Понимая воображение как структурообразующую систему образа, как интенциональное действие сознания по созданию дублирующей, иллюзорной и инобытийной реальности воображающего сознания несущего гилетическое содержание, свободное полагание предмета сознанием, Ж.П. Сартр отрицает необходимость бессознательного как детерминанты воображения и творческих способностей. «Если воображающее сознание активно и свободно, то такие состояния, как бред, греза (где образы в действительности скорее «внушаются» сознанию, что опровергает сартровскую теорию) представляются философу сериями отдельных, не связанных друг с другом образов, ибо не существует «воображаемого мира»218. Такой мир — игра, иллюзия больного сознания.

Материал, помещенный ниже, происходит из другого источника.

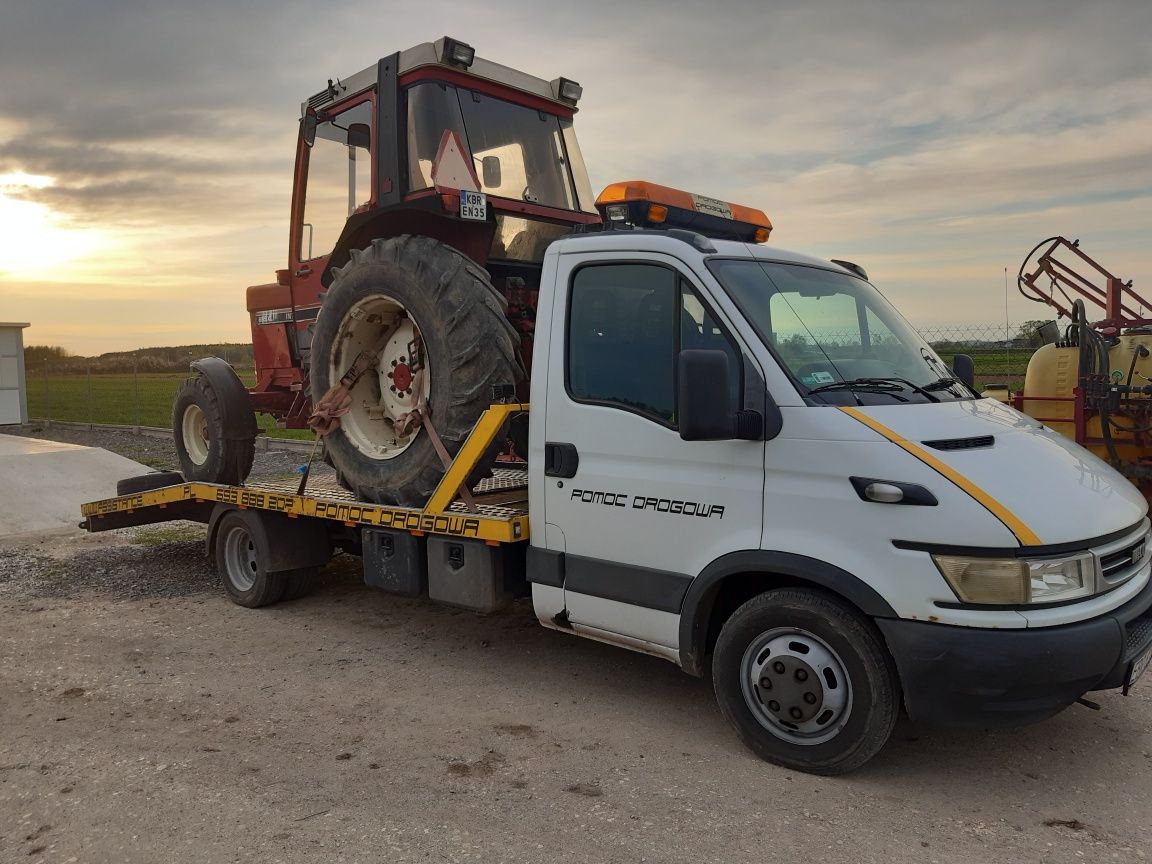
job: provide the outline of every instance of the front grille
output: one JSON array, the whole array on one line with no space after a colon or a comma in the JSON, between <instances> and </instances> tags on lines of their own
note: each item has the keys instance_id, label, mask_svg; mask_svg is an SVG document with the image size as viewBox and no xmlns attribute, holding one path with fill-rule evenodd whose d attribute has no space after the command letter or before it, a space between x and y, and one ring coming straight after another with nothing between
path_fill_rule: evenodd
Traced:
<instances>
[{"instance_id":1,"label":"front grille","mask_svg":"<svg viewBox=\"0 0 1152 864\"><path fill-rule=\"evenodd\" d=\"M1113 589L1128 582L1147 564L1150 551L1147 520L1127 537L1094 547L1092 553L1104 581L1100 589Z\"/></svg>"},{"instance_id":2,"label":"front grille","mask_svg":"<svg viewBox=\"0 0 1152 864\"><path fill-rule=\"evenodd\" d=\"M995 442L994 435L978 435L976 438L941 438L937 441L922 441L920 444L934 450L971 450L976 447L991 447Z\"/></svg>"},{"instance_id":3,"label":"front grille","mask_svg":"<svg viewBox=\"0 0 1152 864\"><path fill-rule=\"evenodd\" d=\"M1143 617L1135 621L1129 621L1126 636L1126 657L1135 657L1147 647L1149 638L1152 637L1152 612L1145 613Z\"/></svg>"},{"instance_id":4,"label":"front grille","mask_svg":"<svg viewBox=\"0 0 1152 864\"><path fill-rule=\"evenodd\" d=\"M1104 578L1111 582L1121 571L1132 567L1134 564L1138 566L1144 560L1144 544L1145 539L1142 537L1136 543L1126 546L1119 552L1101 555L1100 570L1104 573Z\"/></svg>"}]
</instances>

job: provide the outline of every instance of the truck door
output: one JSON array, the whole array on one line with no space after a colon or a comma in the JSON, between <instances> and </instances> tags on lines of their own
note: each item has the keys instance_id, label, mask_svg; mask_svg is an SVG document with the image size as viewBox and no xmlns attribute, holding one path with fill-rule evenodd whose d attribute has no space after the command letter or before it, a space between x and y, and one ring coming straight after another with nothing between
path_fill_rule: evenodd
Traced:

Например, галлюцинации для Сартра — свободная активность воображающего сознания, отличающаяся от нормального воображения только тем, что больной верит в реальность образов. Галлюцинирующее и нормальное сознание имеют одну и ту же структуру образа, различны лишь представления о реальности или нереальности образа. Поэтому Сартр игнорирует различие между нормальным и патологическим воображением. Это ведет к негативной оценке и обесцениванию образа с точки зрения его «квазипатологического характера»219. Магическое заклинание, страстное желание и мистика для Сартра - плод интенциональных актов сознания, схожие тенденции проявляются и у Г. Башляра. Но аффективность, экстатичность и трансперсональные состояния как бы не существуют для подобной концепции в своей трансцендентальной полноте, Э. Гуссерль же предполагал, что феноменология дает позитивизм суждений и диалектическую умозрительную позицию приближающие метафизику к умозрительной и фиксированной, как минимум в ощущениях эмпирике: «Призрак выбора рассеивается в процессе достоверного описания или постижения, в последовательности разъяснения. Итак, не начиная слушаний, можно сказать, что из-за отказа от системы и умозрительной закрытости»220.